The firm used the funds to expand its team size so significantly that by 2018 it had outgrown its previous three offices and occupied a new, 16,000+ square foot office. In a recent press release, RedShelf claims to offer 500,000+ digital titles across 400+ publishers and has partnered with 600+ campus bookstores. Over and above the 100+ employees currently on its Redshelf expects to hire 20 to 40 new employees within the next year and a half.
Then in August 2108, RedShelf ranked No. 121 on the Inc. 500 list of USA’s fast-growing private companies. “The depth of our development teams will be vital to our product expansion,” said Fenton to builtinchicago.
Investors are upbeat about edtech, as investments hit a historical new record of $9.5Bn in 2017. Since 2014, the US edtech market has achieved a CAGR of 8.81% and is expected to touch US$43Bn by 2019, to accommodate more players.

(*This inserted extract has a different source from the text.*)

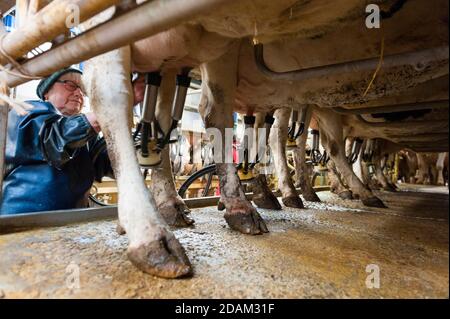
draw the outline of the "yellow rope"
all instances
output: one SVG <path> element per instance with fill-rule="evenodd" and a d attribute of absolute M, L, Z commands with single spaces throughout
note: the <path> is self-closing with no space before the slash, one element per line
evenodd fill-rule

Of the textbook segment, Amazon has a ginormous 23% share and is working with various universities (Purdue, US Davis) to provide high schoolers with affordable digital content. Flatworld (e-books start at $29.95) and Chegg (save up to 90% on ebooks), Cengage ($119.99 for a semester’s e-subscription), McGraw-Hill (saves up to 70% on ebooks) also offer digital solutions just like Vital Source and RedShelf.
“I can’t say for certain where we’ll be in five years, but our success will depend on our ability to continue producing innovative products, strengthening our partnerships and scaling the company in a way that stays true to our core values,” said Fenton to builtinchicago.